Crude HFO-1234yf to which the purification method of the present invention is applied is, for example, R40 and a fluorine-containing compound that can be thermally decomposed to generate F ₂ C :, for example, R22, tetrafluoroethylene (TFE), HFP, From a reaction product obtained by a synthesis method of HFO-1234yf accompanied by thermal decomposition with octafluorocyclobutane (RC318), CTFE, trifluoroethylene (HFO-1123), hexafluoropropylene oxide (HFPO), etc., by distillation or the like It can be obtained by fractionating a fraction comprising a mixture of HFO-1234yf, fluorine-containing compound (A) and R40 or a fraction comprising the mixture as a main component.

  Crude HFO-1234yf obtained by the method for synthesizing HFO-1234yf accompanied by thermal decomposition can contain all of the fluorine-containing compound (A) shown in Table 1 above. When the crude HFO-1234yf thus obtained is used as it is or as a composition for distillation with the addition of R40, other compounds other than HFO-1234yf, the fluorine-containing compound (A) and R40 as described above. May be contained within a range not impairing the effects of the present invention.

  Specific examples of other compounds include R22, TFE, RC318, HFO-1123, HFPO, heptafluoropropane, chlorodifluoroethylene, 1,1-difluoroethylene (HFO-1132a), chloroethylene, chlorotetrafluoroethane ( HCFC-124), chlorofluoromethane (HCFC-31), difluoromethane (HFC-32) and the like. In addition, from the viewpoint of efficiently purifying HFO-1234yf, the content of other compounds in the distillation composition is preferably less than 90 mol%, and more preferably less than 70 mol%. Many of the other compounds are compounds having a large boiling point difference from HFO-1234yf and the fluorine-containing compound (A), and can be easily separated in advance by ordinary distillation before performing the purification method of the present invention.

  As crude HFO-1234yf applicable to the purification method of the present invention, in addition to the above, for example, crude HFO obtained when producing HFO-1234yf using an isomer mixture of dichloropentafluoropropane (HCFC-225) -1234yf.

  In the method of producing HFO-1234yf using an isomer mixture of HCFC-225 as a raw material, 1,1-dichloro-2,2,3,3,3-pentafluoropropane (HCFC-225ca) in the raw material is selected. Thus, 1,1-dichloro-2,3,3,3-tetrafluoropropene (CFO-1214ya) is produced by dehydrofluorination, and the resulting CFO-1214ya is reduced to produce HFO-1234yf.
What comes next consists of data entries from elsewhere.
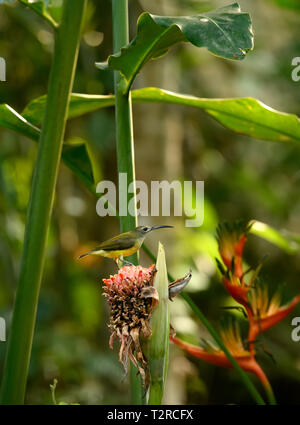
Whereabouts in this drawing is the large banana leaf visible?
[96,3,253,92]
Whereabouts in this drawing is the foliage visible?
[0,1,300,403]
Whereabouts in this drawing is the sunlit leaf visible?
[22,93,115,126]
[22,87,300,142]
[132,88,300,142]
[19,0,58,28]
[148,243,170,404]
[272,0,300,11]
[0,104,40,140]
[0,104,95,192]
[96,3,253,92]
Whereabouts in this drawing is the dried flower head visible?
[103,265,158,388]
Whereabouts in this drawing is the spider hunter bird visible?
[78,226,173,268]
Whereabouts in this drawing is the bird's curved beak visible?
[150,226,174,232]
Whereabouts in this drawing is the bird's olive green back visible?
[92,230,144,251]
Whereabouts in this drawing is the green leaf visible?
[0,104,40,140]
[96,3,253,92]
[22,87,300,142]
[0,104,95,189]
[19,0,58,28]
[250,221,300,254]
[148,243,170,405]
[132,88,300,142]
[272,0,300,12]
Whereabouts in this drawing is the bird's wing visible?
[91,232,134,252]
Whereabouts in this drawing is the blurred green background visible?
[0,0,300,404]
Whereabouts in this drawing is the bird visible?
[78,226,173,268]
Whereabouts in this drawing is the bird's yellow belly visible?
[94,246,139,258]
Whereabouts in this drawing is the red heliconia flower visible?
[248,286,300,341]
[217,220,252,279]
[222,276,251,309]
[103,265,158,388]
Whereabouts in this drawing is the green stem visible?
[0,0,87,404]
[143,245,265,405]
[265,384,277,405]
[112,0,142,404]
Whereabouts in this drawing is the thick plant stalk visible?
[112,0,143,404]
[1,0,87,404]
[148,243,170,405]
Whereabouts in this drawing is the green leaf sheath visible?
[96,3,253,92]
[112,0,143,404]
[0,104,95,193]
[19,0,58,29]
[148,243,170,405]
[1,0,86,404]
[132,88,300,143]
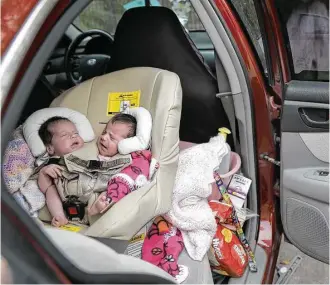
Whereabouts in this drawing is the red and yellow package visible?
[209,200,236,231]
[208,224,248,277]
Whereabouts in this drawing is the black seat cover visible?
[108,7,229,143]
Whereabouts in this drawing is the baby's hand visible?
[52,214,69,228]
[40,164,63,179]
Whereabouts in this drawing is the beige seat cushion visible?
[51,67,182,239]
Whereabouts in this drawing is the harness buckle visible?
[63,195,86,221]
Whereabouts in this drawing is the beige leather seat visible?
[47,67,182,239]
[43,67,213,284]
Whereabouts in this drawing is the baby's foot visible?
[52,214,69,228]
[88,192,110,216]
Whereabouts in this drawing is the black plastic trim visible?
[281,100,329,133]
[284,80,329,104]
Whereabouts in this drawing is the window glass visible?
[230,0,267,75]
[276,0,329,81]
[74,0,204,35]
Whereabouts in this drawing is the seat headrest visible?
[23,107,95,157]
[51,67,182,160]
[108,7,229,143]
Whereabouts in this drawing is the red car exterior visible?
[1,0,290,283]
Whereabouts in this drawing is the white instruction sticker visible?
[228,174,252,209]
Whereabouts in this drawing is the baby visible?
[38,114,151,227]
[38,117,84,227]
[88,114,152,215]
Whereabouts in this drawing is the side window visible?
[73,0,204,35]
[275,0,329,81]
[229,0,267,75]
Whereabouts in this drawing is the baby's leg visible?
[88,192,110,216]
[45,185,68,227]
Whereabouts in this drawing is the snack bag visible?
[208,224,248,277]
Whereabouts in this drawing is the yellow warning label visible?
[107,90,141,116]
[129,234,145,243]
[59,224,82,232]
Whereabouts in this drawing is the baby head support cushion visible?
[23,107,95,157]
[118,107,152,154]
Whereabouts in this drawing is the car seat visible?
[41,67,213,284]
[108,7,232,145]
[41,67,182,239]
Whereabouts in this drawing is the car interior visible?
[1,1,329,284]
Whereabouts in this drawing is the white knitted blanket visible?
[166,136,228,261]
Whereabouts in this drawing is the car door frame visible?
[262,0,329,263]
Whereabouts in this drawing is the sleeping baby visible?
[38,111,152,227]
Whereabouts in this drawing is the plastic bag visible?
[236,205,259,227]
[208,224,248,277]
[209,200,258,231]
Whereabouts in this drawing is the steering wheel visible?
[64,29,113,85]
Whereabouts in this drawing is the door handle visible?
[299,108,329,129]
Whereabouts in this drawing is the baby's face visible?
[97,122,130,157]
[47,121,84,156]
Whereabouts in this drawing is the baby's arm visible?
[38,164,68,227]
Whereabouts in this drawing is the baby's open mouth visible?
[71,142,79,148]
[100,142,107,149]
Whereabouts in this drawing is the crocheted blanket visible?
[2,126,45,214]
[166,136,228,261]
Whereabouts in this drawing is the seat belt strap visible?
[215,53,239,151]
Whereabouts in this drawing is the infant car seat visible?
[47,67,182,239]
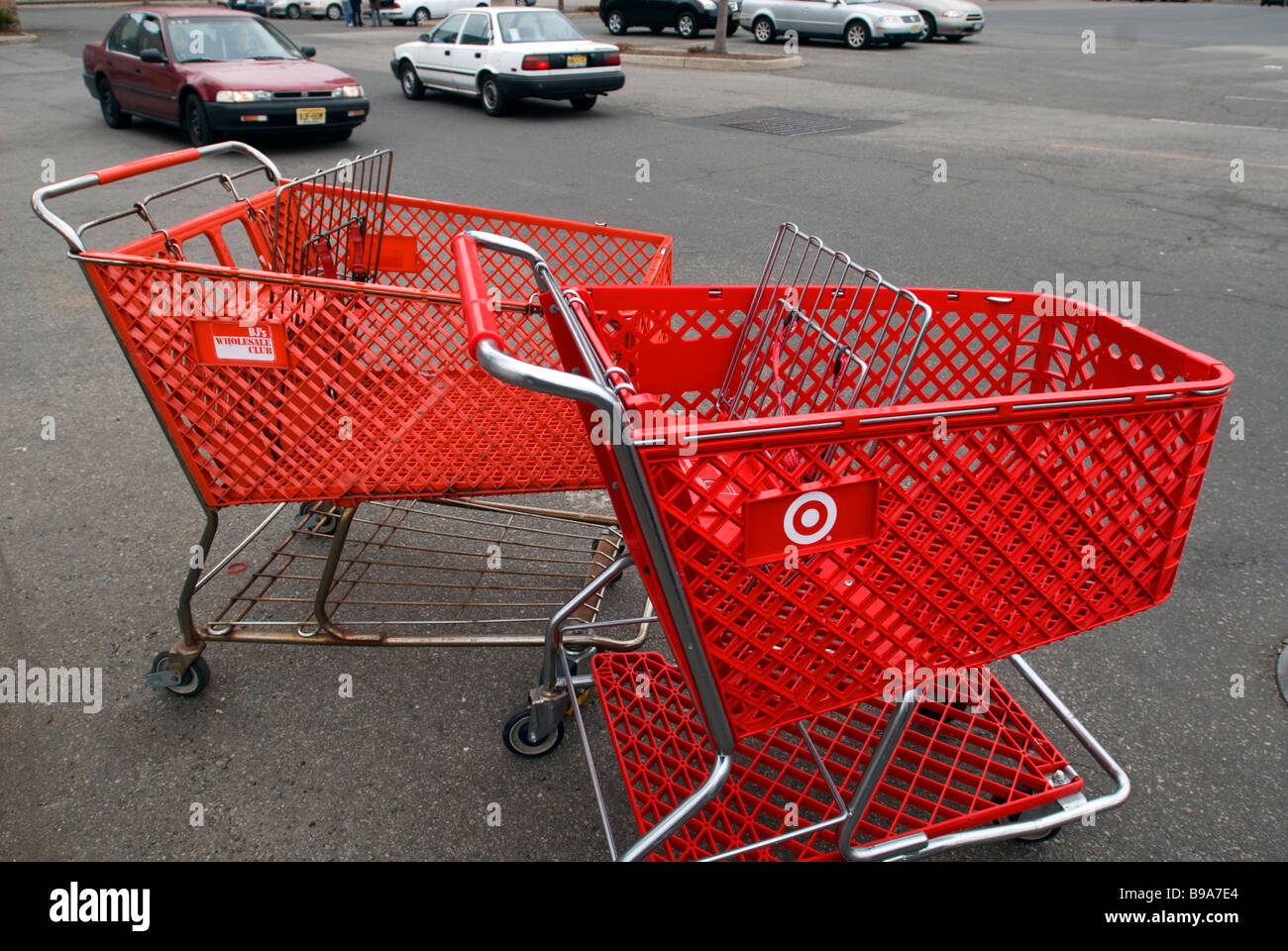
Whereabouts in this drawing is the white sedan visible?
[389,7,626,116]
  When the reaction product finally obtained is crude HFO-1234yf, crude HFO-1234yf contains 2,2-dichloro-1,1,3,3 in the raw material composition as a fluorine-containing compound (A). After dehydrochlorination of 3-pentafluoropropane (HCFC-225aa), HFO-1225zc obtained by reduction, and HFO-1243zf, HFO-1252zf, and the like, which are hyperreductants of HFO-1234yf, can be included.

  In addition, the reaction product described in Patent Document 3 containing unreacted raw materials obtained when HFO-1234yf is produced by dehydrofluorination of HFC-245cb is a crude product applicable to the purification method of the present invention. HFO-1234yf. In this case, the fluorine-containing compound (A) contained in the crude HFO-1234yf may contain HFC-245cb or the like.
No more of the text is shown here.